Un débat qui prend de l’ampleur et qui révèle des tensions profondes entre les deux pays.
Des biens français à des conditions avantageuses

Selon plusieurs sources, la France possèderait en Algérie pas moins de 61 biens immobiliers, notamment des résidences diplomatiques, des instituts culturels et d’autres locaux utilisés par des organismes français.
Jusque-là, rien d’étonnant. Mais ce qui choque, c’est que ces bâtiments seraient occupés à des loyers très faibles, voire symboliques, voire carrément gratuits dans certains cas. Une situation qui fait réagir l’opinion publique algérienne.
Récemment, Alger a convoqué l’ambassadeur de France pour discuter de cette question. Le gouvernement algérien semble vouloir renégocier certains accords, notamment ceux conclus juste après l’indépendance en 1962. Des arrangements historiques qui, aujourd’hui, paraissent de plus en plus inéquitables aux yeux des Algériens.

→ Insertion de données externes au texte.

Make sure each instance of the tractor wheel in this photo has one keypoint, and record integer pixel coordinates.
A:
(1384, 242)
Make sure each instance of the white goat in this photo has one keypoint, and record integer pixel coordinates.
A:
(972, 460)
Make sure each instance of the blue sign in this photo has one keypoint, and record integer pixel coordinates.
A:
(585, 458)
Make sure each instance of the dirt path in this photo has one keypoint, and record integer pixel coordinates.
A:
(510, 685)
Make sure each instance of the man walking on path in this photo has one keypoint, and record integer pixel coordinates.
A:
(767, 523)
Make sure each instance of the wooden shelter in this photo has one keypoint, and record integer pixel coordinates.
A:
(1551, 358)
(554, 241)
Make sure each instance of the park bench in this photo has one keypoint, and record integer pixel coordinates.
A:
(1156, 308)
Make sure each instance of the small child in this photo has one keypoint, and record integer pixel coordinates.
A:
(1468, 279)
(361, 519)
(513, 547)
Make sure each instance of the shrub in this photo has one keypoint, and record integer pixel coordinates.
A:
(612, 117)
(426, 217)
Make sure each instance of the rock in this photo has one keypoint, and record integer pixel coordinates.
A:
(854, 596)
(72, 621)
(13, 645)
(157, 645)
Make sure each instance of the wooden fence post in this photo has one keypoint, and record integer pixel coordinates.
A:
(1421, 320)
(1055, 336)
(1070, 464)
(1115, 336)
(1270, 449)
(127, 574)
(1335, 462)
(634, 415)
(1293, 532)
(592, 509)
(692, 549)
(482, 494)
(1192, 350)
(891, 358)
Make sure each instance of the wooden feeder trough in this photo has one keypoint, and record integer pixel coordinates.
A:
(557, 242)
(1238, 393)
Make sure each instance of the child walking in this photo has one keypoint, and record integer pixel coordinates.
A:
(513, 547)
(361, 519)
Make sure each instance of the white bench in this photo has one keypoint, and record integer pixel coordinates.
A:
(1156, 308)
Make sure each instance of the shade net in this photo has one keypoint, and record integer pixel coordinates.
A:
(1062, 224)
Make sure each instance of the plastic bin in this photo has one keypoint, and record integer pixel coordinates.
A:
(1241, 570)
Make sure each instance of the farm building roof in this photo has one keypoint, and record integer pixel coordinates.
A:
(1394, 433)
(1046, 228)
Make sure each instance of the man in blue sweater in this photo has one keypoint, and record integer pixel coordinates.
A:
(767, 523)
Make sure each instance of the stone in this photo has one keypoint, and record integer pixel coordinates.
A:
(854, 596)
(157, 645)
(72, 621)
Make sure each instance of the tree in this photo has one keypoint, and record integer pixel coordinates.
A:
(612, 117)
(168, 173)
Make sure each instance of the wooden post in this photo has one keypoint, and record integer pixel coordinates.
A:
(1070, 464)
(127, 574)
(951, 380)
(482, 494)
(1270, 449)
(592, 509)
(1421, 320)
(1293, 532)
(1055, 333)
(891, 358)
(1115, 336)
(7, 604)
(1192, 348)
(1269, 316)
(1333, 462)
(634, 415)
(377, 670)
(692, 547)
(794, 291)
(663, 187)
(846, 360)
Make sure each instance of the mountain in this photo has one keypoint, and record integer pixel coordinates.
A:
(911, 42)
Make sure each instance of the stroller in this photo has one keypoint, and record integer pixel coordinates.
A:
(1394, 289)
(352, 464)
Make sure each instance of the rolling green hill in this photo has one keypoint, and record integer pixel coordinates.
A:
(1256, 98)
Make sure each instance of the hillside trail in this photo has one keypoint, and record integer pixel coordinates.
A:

L’Algérie veut revoir les accords franco-algériens
Pour beaucoup, ces privilèges rappellent une époque révolue et sont en total décalage avec la réalité actuelle. Certains n’hésitent pas à comparer ces avantages aux difficultés que rencontrent les Algériens pour obtenir des visas ou s’installer en France.
D’autant plus que, de l’autre côté de la Méditerranée, les Algériens installés en France ne bénéficient pas du même traitement de faveur. Bien au contraire : les conditions d’obtention de titres de séjour se sont durcies ces dernières années, et les discours sur l’immigration sont de plus en plus négatifs. Une inégalité qui passe mal en Algérie.

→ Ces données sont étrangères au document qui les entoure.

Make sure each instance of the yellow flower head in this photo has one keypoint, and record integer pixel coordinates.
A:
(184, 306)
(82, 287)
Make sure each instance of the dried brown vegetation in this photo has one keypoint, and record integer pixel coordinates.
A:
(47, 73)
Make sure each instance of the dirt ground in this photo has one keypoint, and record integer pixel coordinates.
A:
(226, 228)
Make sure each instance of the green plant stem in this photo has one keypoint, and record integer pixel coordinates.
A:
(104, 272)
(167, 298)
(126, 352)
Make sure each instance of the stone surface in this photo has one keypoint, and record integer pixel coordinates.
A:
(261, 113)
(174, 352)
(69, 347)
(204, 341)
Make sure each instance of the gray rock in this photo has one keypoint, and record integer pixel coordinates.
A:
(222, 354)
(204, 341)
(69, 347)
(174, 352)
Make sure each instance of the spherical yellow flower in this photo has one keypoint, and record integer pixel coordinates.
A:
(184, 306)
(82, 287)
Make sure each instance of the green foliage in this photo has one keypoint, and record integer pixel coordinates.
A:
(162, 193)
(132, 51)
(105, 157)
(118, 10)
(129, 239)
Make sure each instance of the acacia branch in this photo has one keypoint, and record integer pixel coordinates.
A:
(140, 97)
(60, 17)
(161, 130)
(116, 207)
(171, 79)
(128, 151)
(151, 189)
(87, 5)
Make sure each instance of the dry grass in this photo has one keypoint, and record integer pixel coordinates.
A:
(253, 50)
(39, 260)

Une relation à équilibrer ?
Dans ce contexte, l’Algérie semble déterminée à remettre certaines cartes sur la table. Il ne s’agit pas de rompre les relations avec la France, mais de les rendre plus justes et plus réciproques.
Pour autant, cette démarche risque d’être compliquée. Les liens entre les deux pays sont complexes, et toute tentative de modification des accords risque de susciter des tensions. Mais pour beaucoup, il est temps que cela change.
Ce dossier sensible va-t-il aboutir à une renégociation des accords entre la France et l’Algérie ? Seul l’avenir nous le dira. Mais une chose est sûre : la pression monte et le statu quo devient de plus en plus difficile à justifier.